Author: Dwaddle

  • Comment Julie Andrieu élève ses enfants sans écrans dans un monde ultra-connecté

    Comment Julie Andrieu élève ses enfants sans écrans dans un monde ultra-connecté

    À l’heure où les tablettes et les smartphones font presque partie du berceau, Julie Andrieu a pris le contre-pied de notre époque. L’animatrice emblématique des Carnets de Julie a choisi de bannir les écrans du quotidien de ses enfants pour privilégier l’éveil des sens, le goût et l’authenticité. Décryptage d’un modèle d’éducation audacieux et inspirant.


    Dans une société saturée de stimuli numériques où le temps d’écran moyen des plus jeunes ne cesse de grimper, élever ses enfants loin des algorithmes relève presque de la résistance culturelle.
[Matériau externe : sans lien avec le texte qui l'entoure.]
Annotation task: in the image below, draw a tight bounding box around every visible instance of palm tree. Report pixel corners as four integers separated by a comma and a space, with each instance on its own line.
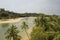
5, 25, 21, 40
21, 22, 29, 39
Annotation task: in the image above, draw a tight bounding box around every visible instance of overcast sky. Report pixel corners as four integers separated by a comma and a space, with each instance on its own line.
0, 0, 60, 14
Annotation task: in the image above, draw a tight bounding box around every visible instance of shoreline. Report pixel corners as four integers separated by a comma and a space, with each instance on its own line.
0, 18, 23, 24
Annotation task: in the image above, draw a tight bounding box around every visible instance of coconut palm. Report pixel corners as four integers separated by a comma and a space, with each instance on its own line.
5, 25, 21, 40
21, 22, 29, 39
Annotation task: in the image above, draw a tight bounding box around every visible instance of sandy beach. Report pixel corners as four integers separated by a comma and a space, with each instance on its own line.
0, 18, 23, 24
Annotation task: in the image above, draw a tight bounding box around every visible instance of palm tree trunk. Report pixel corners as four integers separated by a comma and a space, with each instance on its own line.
25, 29, 30, 40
C’est pourtant le choix délibéré et assumé que fait Julie Andrieu au quotidien.

    Mère de deux enfants — Hadrien et Gaïa —, la journaliste et critique gastronomique préfère transmettre à sa progéniture le goût du réel plutôt que les reflets d’une vie virtuelle.


    Le choix radical du « zéro écran » à la maison

    Julie Andrieu n’a jamais caché son rapport distant avec les technologies intrusives à la maison. Dans son foyer, pas de tablettes en guise de nounous d’appoint ni de smartphones lors des repas : la consigne est claire, la jeunesse doit d’abord se construire par le toucher, la vue et l’imagination.
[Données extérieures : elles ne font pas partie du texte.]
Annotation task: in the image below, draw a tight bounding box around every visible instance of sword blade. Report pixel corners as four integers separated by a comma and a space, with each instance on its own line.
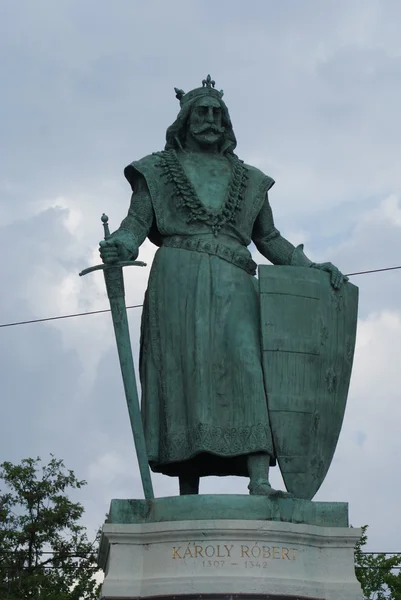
103, 267, 154, 500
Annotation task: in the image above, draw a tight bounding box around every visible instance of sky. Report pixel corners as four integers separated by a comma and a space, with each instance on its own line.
0, 0, 401, 551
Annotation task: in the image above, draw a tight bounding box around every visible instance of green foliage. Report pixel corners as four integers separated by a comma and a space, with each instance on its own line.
0, 456, 99, 600
355, 525, 401, 600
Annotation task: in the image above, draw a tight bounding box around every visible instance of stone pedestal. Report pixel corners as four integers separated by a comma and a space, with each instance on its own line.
99, 496, 363, 600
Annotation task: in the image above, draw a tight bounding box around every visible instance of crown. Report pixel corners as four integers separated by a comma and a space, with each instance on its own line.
174, 75, 224, 108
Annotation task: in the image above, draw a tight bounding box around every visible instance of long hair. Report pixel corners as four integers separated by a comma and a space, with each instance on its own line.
164, 98, 237, 154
    Ce refus du tout-numérique ne relève pas d’une punition, mais d’une volonté de laisser place à l’ennui créatif. Pour l’animatrice, c’est précisément lorsque les enfants ne sont pas captivés par un écran qu’ils commencent à dessiner, à inventer des mondes imaginaires, à ouvrir des livres ou à observer ce qui les entoure.

    « Moins on leur donne accès aux écrans, plus leur curiosité naturelle pour le monde réel se développe. »


    La cuisine, les livres et la nature comme terrains de jeu

    Pour remplacer les applications et les dessins animés en boucle, Julie Andrieu puise dans ce qu’elle aime le plus : le terroir, le partage et la curiosité culturelle.

    • La transmission par le goût : Dès leur plus jeune âge, ses enfants mettent la main à la pâte. Casser un œuf, pétrir une pâte, reconnaître une herbe aromatique : la cuisine devient le premier espace d’apprentissage sensoriel et de motricité.
    • L’amour de la lecture : Les bandes dessinées, les contes et les romans jeunesse occupent une place centrale dans les chambres pour nourrir leur imaginaire.
    • L’aventure du voyage : Installée en partie à Rome avec ses enfants pour explorer les richesses de la gastronomie italienne, Julie Andrieu leur offre une ouverture directe sur le patrimoine, les langues et les marchés locaux, bien loin des visites virtuelles.

    Une maternité réfléchie et décomplexée

    Devenue mère dans la quarantaine, Julie Andrieu a souvent confié aborder la parentalité avec beaucoup de sérénité, de recul et de bon sens paysan. Pour elle, être parent ne consiste pas à suivre aveuglément les tendances modernes, mais à bâtir un cadre solide et rassurant où l’enfant apprend la valeur du temps long.

    Si préserver ses enfants des écrans demande une énergie constante et une présence active des parents, le résultat est palpable : une attention plus stable, une créativité débridée et, surtout, un véritable plaisir à échanger autour d’une table familiale.


    Ce que l’on peut retenir de la méthode Julie Andrieu

    Dans un monde hyper-connecté, la démarche de Julie Andrieu rappelle quelques principes essentiels :

    1. Repousser l’accès aux écrans personnels le plus tard possible pour protéger le développement émotionnel et cognitif.
    2. Sanctuariser les moments clés : zéro écran pendant les repas et avant le coucher.
    3. Privilégier le concret : transformer les tâches du quotidien (faire le marché, cuisiner, jardiner) en moments privilégiés de complicité parent-enfant.

    Une belle leçon d’art de vivre qui prouve qu’en matière d’éducation comme en cuisine, les recettes les plus simples et traditionnelles restent souvent les meilleures.